CLAIR-OBSCUR
Critique du film
New York, 1929. Derrière son chapeau, Irene cache une partie de son visage, seul moyen pour elle de se déplacer tranquillement en ville et dans les magasins. Si elle peut le faire c’est que, bien qu’Afro-Américaine, sa peau est claire. Alors qu’elle s’installe à la terrasse d’un café, elle croise le regard d’une femme blonde qu’elle tarde à reconnaître. Il s’agit d’une de ses amies d’enfance, Clare, Afro-Américaine à la peau claire également, qui se fait totalement passer pour blanche et vit comme telle. Cette rencontre va bousculer leurs vies respectives, Clare décidant de renouer les liens avec Irene et de passer de plus en plus de temps avec elle à Harlem.

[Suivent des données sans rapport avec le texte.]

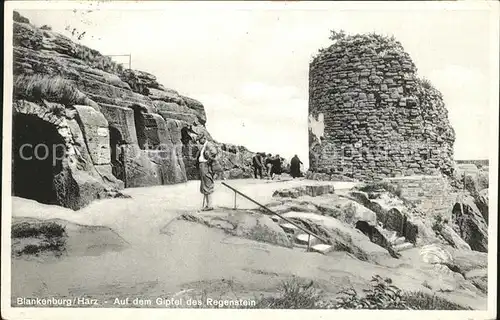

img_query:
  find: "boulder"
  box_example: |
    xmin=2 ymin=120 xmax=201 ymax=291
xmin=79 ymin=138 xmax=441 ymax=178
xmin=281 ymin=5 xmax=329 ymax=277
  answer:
xmin=420 ymin=244 xmax=453 ymax=264
xmin=273 ymin=185 xmax=335 ymax=198
xmin=452 ymin=196 xmax=488 ymax=252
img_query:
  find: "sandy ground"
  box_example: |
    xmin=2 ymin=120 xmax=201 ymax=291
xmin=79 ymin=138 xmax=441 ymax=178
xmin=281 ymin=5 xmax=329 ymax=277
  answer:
xmin=12 ymin=180 xmax=486 ymax=309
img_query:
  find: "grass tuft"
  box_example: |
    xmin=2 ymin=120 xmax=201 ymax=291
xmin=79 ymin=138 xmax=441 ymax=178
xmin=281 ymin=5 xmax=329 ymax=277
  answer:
xmin=14 ymin=74 xmax=88 ymax=106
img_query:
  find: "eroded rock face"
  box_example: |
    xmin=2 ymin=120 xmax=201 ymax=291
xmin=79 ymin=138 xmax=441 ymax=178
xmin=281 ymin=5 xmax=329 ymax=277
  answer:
xmin=309 ymin=34 xmax=455 ymax=180
xmin=175 ymin=210 xmax=293 ymax=248
xmin=13 ymin=13 xmax=260 ymax=210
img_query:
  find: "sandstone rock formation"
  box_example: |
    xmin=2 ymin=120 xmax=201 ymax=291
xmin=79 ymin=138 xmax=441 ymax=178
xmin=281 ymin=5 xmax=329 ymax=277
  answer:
xmin=309 ymin=34 xmax=455 ymax=180
xmin=453 ymin=196 xmax=488 ymax=252
xmin=11 ymin=217 xmax=129 ymax=257
xmin=13 ymin=13 xmax=260 ymax=210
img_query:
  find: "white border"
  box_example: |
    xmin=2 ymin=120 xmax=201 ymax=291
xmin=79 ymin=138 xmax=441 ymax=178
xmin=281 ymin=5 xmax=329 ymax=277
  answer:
xmin=1 ymin=1 xmax=500 ymax=320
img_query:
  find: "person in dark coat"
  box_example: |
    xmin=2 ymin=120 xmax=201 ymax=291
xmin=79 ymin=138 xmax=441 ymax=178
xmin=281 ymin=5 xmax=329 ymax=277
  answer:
xmin=290 ymin=155 xmax=302 ymax=179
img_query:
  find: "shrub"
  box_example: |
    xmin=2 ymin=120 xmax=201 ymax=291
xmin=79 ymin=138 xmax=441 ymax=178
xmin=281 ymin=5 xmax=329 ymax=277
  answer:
xmin=14 ymin=74 xmax=87 ymax=106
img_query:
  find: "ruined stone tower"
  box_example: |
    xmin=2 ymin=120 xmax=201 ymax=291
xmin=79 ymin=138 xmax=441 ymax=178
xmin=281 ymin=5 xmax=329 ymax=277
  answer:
xmin=309 ymin=34 xmax=455 ymax=179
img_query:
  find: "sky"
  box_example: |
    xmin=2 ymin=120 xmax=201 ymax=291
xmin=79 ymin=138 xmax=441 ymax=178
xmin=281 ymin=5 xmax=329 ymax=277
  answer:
xmin=18 ymin=2 xmax=498 ymax=167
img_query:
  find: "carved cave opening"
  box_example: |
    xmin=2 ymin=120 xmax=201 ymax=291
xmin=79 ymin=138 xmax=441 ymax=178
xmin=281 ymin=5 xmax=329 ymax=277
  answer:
xmin=132 ymin=106 xmax=146 ymax=150
xmin=12 ymin=114 xmax=66 ymax=204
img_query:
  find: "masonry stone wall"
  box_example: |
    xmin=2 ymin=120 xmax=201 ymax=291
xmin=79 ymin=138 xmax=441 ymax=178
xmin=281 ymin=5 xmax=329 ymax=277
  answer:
xmin=309 ymin=34 xmax=455 ymax=180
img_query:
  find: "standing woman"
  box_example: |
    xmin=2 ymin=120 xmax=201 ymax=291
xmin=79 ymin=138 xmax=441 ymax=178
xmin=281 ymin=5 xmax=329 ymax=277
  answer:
xmin=196 ymin=135 xmax=217 ymax=211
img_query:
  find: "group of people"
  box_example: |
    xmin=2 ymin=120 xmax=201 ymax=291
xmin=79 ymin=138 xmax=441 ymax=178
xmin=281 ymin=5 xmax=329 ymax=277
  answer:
xmin=252 ymin=152 xmax=302 ymax=180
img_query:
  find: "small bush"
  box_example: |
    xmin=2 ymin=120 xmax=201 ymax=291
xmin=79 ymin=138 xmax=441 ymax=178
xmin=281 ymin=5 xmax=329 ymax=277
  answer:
xmin=336 ymin=275 xmax=409 ymax=309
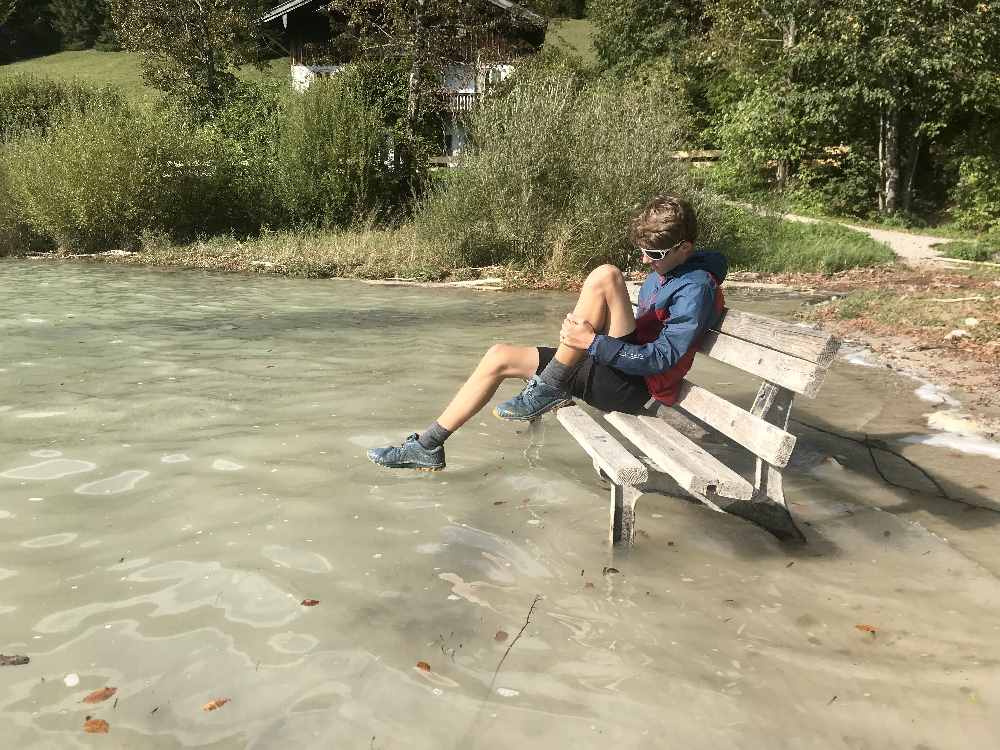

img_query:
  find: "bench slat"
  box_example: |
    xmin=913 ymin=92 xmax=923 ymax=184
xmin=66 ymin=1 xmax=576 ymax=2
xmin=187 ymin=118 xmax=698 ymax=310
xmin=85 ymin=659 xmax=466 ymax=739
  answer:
xmin=676 ymin=380 xmax=795 ymax=467
xmin=701 ymin=331 xmax=827 ymax=398
xmin=712 ymin=309 xmax=840 ymax=367
xmin=605 ymin=412 xmax=753 ymax=500
xmin=628 ymin=282 xmax=840 ymax=367
xmin=556 ymin=406 xmax=649 ymax=485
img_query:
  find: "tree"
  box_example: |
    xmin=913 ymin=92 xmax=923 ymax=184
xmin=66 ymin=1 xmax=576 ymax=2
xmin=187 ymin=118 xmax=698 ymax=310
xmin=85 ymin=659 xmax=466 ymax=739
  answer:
xmin=588 ymin=0 xmax=704 ymax=69
xmin=708 ymin=0 xmax=1000 ymax=214
xmin=0 ymin=0 xmax=17 ymax=27
xmin=49 ymin=0 xmax=105 ymax=49
xmin=108 ymin=0 xmax=264 ymax=117
xmin=0 ymin=0 xmax=59 ymax=63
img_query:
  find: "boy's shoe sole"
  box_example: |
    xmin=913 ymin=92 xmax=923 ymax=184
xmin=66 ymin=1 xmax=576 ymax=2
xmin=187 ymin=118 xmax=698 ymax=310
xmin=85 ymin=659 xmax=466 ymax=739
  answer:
xmin=493 ymin=398 xmax=575 ymax=422
xmin=368 ymin=456 xmax=447 ymax=472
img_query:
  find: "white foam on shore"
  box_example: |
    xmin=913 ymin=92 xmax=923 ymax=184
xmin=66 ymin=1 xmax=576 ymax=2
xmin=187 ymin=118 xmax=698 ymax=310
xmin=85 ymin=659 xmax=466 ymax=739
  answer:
xmin=903 ymin=432 xmax=1000 ymax=460
xmin=841 ymin=349 xmax=882 ymax=367
xmin=914 ymin=383 xmax=961 ymax=406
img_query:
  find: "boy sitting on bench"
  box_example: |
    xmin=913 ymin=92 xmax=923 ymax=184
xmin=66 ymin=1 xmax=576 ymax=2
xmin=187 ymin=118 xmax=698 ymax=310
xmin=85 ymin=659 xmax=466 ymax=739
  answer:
xmin=368 ymin=195 xmax=728 ymax=471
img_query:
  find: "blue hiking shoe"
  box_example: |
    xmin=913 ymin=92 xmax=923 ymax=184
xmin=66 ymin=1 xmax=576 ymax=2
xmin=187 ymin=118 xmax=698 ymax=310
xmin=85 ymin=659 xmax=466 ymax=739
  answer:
xmin=368 ymin=432 xmax=445 ymax=471
xmin=493 ymin=375 xmax=573 ymax=422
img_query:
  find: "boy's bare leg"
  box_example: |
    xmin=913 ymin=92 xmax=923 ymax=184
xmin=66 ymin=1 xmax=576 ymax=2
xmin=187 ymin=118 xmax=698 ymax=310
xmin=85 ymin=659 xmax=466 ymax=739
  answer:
xmin=368 ymin=265 xmax=635 ymax=471
xmin=555 ymin=264 xmax=635 ymax=365
xmin=437 ymin=265 xmax=635 ymax=432
xmin=437 ymin=344 xmax=538 ymax=432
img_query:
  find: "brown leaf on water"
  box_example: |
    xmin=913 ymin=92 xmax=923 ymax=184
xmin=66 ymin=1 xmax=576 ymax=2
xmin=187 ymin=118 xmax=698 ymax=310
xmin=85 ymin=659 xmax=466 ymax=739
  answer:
xmin=83 ymin=719 xmax=111 ymax=734
xmin=83 ymin=687 xmax=118 ymax=703
xmin=201 ymin=698 xmax=229 ymax=711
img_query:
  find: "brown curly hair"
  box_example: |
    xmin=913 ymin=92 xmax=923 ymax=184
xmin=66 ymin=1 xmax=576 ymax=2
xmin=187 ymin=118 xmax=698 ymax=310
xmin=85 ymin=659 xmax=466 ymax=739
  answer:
xmin=628 ymin=195 xmax=698 ymax=250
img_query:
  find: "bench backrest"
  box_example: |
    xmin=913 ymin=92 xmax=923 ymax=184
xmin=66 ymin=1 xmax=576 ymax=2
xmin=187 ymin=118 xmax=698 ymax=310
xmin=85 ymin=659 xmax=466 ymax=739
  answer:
xmin=630 ymin=285 xmax=840 ymax=468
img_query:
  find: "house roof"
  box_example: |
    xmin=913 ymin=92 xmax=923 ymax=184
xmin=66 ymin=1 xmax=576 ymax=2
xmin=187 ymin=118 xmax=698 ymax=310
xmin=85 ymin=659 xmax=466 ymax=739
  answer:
xmin=260 ymin=0 xmax=548 ymax=28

Pour son premier film, Rebecca Hall adapte un roman de 1929 de Nella Larsen, qui fait écho à l’histoire de sa propre famille puisque son grand-père se faisait passer pour blanc. Le « Passing », titre original du roman et du film, est un terme de sociologie désignant la capacité d’une personne à être considérée comme appartenant à une autre groupe social que le sien. En abordant ce thème dans l’Amérique ségrégationniste des années 1920, Rebecca Hall dresse bien évidemment un portrait du racisme omniprésent à cette époque et de la condition sociale des populations afro-américaines, mais elle va plus loin en s’interrogant sur la façon dont chacun réagit à une telle exclusion sociale et va composer avec sa propre identité.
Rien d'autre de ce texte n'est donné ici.